Case T-745/16: Action brought on 28 October 2016 — BPCE v ECB

OJ C 6, 9.1.2017, p. 40–40 (BG, ES, CS, DA, DE, ET, EL, EN, FR, HR, IT, LV, LT, HU, MT, NL, PL, PT, RO, SK, SL, FI, SV)

9.1.2017   

EN

Official Journal of the European Union

C 6/40


Action brought on 28 October 2016 — BPCE v ECB

(Case T-745/16)

(2017/C 006/50)

Language of the case: French

Parties

Applicant: BPCE (Paris, France) (represented by: A. Gosset-Grainville, C. Renner and P. Kupka, lawyers)

Defendant: European Central Bank

Form of order sought

The applicant claims that the General Court should:

annul the European Central Bank’s Decision No ECB/SSM/2016-9695005MSXI0YEMGDF46/195 of 24 August 2016;

order the European Central Bank to pay all the costs in any event.

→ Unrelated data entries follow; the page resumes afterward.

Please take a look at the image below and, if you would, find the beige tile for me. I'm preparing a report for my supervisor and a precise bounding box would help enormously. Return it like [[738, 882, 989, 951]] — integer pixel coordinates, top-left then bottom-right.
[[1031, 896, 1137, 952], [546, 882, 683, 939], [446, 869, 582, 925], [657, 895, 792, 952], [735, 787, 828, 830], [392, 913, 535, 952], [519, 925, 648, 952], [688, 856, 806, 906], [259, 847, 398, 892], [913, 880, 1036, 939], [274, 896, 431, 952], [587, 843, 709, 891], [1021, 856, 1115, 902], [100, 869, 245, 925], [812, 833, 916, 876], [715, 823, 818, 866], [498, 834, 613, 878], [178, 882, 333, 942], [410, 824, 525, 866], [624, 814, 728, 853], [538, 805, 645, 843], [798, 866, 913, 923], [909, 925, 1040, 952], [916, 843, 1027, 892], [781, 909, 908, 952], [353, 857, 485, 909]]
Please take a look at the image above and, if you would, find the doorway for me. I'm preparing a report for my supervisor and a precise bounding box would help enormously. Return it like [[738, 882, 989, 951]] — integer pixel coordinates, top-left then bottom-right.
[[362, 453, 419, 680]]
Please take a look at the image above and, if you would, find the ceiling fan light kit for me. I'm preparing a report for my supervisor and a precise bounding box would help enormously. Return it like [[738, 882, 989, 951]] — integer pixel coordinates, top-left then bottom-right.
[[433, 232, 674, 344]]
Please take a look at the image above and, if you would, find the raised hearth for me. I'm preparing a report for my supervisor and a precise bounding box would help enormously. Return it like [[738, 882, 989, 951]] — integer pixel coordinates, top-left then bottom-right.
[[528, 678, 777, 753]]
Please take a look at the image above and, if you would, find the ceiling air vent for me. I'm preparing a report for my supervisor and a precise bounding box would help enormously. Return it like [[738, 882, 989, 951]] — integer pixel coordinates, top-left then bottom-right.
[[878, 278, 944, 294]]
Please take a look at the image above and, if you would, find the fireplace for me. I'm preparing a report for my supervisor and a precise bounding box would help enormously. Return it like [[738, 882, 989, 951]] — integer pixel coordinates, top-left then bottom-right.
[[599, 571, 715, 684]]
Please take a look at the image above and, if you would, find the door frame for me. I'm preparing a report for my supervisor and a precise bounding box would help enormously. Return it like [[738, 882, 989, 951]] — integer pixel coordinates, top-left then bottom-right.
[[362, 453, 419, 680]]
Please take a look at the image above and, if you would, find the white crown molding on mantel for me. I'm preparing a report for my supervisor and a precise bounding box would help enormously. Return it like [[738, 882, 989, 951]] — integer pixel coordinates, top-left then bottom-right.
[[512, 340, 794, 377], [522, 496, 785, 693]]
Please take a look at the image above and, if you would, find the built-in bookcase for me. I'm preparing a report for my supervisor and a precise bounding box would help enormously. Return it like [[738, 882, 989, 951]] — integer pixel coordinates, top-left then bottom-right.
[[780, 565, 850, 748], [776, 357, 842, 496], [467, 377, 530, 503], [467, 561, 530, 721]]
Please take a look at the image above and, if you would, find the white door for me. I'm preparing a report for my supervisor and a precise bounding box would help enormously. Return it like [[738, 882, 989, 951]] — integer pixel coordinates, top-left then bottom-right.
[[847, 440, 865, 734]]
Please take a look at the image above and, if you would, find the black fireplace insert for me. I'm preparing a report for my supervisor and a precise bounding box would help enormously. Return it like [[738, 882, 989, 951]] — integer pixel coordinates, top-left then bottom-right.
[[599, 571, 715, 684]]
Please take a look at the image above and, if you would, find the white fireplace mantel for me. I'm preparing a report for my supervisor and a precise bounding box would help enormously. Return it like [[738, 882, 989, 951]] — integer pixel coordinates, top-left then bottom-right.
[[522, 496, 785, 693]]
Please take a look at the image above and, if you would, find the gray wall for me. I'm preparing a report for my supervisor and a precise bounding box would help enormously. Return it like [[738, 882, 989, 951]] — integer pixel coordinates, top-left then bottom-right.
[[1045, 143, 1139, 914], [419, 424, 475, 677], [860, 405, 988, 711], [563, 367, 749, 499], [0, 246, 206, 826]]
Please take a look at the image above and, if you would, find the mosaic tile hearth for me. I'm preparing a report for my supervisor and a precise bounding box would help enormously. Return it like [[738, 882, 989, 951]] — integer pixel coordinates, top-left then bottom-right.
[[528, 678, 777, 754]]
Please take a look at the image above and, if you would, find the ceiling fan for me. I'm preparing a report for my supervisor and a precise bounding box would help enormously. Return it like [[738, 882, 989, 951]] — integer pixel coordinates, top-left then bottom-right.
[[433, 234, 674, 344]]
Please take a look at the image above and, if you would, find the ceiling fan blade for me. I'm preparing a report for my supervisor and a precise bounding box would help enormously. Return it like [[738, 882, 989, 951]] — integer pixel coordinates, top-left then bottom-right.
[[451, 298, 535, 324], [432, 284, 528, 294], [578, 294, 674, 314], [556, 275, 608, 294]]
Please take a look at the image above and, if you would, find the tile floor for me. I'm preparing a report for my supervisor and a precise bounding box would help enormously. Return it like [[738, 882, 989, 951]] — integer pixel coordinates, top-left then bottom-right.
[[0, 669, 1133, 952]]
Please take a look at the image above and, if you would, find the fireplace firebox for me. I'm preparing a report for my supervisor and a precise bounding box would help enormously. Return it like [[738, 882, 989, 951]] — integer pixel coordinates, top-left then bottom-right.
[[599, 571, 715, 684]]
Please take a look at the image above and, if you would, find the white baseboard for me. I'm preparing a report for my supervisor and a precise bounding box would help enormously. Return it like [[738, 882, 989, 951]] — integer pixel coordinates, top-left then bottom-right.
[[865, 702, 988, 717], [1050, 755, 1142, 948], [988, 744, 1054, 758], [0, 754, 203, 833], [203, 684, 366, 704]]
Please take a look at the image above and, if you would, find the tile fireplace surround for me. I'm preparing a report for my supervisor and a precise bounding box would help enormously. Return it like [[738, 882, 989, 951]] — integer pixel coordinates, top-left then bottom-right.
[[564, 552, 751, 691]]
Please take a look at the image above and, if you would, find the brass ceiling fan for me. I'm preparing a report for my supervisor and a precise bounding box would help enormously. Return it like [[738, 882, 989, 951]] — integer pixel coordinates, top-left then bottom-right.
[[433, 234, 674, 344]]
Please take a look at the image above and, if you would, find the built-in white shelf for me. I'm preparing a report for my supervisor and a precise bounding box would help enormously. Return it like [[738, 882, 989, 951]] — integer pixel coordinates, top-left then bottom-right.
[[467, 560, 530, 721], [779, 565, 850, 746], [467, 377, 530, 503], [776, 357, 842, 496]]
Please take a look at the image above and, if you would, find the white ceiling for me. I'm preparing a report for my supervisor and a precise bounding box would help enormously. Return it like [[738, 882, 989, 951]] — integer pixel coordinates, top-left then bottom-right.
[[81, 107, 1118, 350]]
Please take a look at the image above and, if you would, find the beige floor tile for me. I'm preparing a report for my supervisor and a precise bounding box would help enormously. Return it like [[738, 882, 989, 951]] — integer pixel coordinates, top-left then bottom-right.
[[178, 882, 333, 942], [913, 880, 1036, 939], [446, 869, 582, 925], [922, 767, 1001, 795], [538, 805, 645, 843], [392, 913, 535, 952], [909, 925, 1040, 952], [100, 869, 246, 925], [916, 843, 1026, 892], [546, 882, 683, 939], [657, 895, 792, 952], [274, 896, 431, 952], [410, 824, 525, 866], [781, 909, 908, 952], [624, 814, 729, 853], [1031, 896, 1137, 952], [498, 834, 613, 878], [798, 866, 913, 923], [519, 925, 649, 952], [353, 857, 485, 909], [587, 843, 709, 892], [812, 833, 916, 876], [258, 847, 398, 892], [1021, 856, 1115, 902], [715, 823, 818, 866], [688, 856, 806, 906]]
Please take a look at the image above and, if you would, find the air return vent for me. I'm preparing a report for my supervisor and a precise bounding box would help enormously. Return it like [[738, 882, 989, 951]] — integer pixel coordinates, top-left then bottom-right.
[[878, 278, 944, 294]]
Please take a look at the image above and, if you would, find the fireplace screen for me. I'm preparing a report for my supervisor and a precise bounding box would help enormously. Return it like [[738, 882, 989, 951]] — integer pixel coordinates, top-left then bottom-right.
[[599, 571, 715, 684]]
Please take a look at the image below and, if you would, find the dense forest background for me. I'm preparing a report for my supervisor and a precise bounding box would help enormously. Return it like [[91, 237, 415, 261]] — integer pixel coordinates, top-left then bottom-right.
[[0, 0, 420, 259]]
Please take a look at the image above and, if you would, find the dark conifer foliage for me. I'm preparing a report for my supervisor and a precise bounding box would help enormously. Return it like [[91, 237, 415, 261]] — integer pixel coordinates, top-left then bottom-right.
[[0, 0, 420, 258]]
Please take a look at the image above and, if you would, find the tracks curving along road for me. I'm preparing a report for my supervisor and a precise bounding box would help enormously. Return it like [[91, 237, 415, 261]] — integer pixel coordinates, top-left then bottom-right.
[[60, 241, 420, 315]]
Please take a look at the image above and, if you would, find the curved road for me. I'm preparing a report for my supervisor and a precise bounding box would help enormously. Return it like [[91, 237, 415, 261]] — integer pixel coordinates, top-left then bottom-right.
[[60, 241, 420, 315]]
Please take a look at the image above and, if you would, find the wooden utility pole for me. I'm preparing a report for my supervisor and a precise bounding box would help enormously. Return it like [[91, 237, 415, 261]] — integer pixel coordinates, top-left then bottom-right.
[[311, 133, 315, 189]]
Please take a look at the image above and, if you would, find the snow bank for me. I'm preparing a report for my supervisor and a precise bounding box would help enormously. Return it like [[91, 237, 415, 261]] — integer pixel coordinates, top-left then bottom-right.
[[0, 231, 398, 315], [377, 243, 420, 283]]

Pleas in law and main arguments

In support of the action, the applicant relies on five pleas in law.

1.

First plea in law, alleging that lack of competence vitiates the decision of the European Central Bank (ECB) of 24 August 2016 rejecting the request of the applicant for exposure on the French Caisse des Dépôts et Consignations, resulting from centralised funds in the context of regulated savings, to be excluded from the leverage ratio calculation (‘the contested decision’), in so far as, having confirmed that the conditions laid down in the applicable EU legislation had been met, the ECB was not competent to refuse to grant the exclusion requested.

2.

Second plea in law, alleging several errors of law on the part of the ECB. The applicant claims that, even if the ECB had been competent to adopt the contested decision, that decision would not be valid since it is vitiated by several errors of law in relation to Regulation (EU) No 575/2013 of the European Parliament and of the Council of 26 June 2013 on prudential requirements for credit institutions and investment firms and amending Regulation (EU) No 648/2012 (OJ 2013 L 176, p. 1; ‘Regulation No 575/2013’) and the intentions of the EU legislature by reason of the fact that the ECB misinterpreted the legislation in question and thus adopted a decision which:

is contrary to the objectives and purpose of the rules on leverage ratio since it disregards not only the objective of leverage ratio legislation itself but also the legislature’s intention as expressed in Article 429(14) of Regulation No 575/2013;

alters the basic provision by taking into consideration two additional conditions that are not included in the provision at issue;

renders Article 429(14) of Regulation No 575/2013 ineffective.

3.

Third plea in law, alleging that the contested decision is vitiated by several manifest errors of assessment, in particular with regard to the nature of centralised regulated saving funds, with regard to the implications associated with inclusion of the funds in the bank’s balance sheet and with regard to the adjustment mechanism for centralised funds.

4.

Fourth plea in law, alleging infringement of several general principles of EU law, namely the principle of proportionality, the principle of legal certainty and the principle of sound administration, in so far as the ECB breached its duty to exercise due diligence.

5.

Fifth plea in law, alleging a failure to state reasons for the contested decision inasmuch as, although the ECB was subject to an enhanced obligation to state reasons, the contested decision is inadequately and ambiguously reasoned.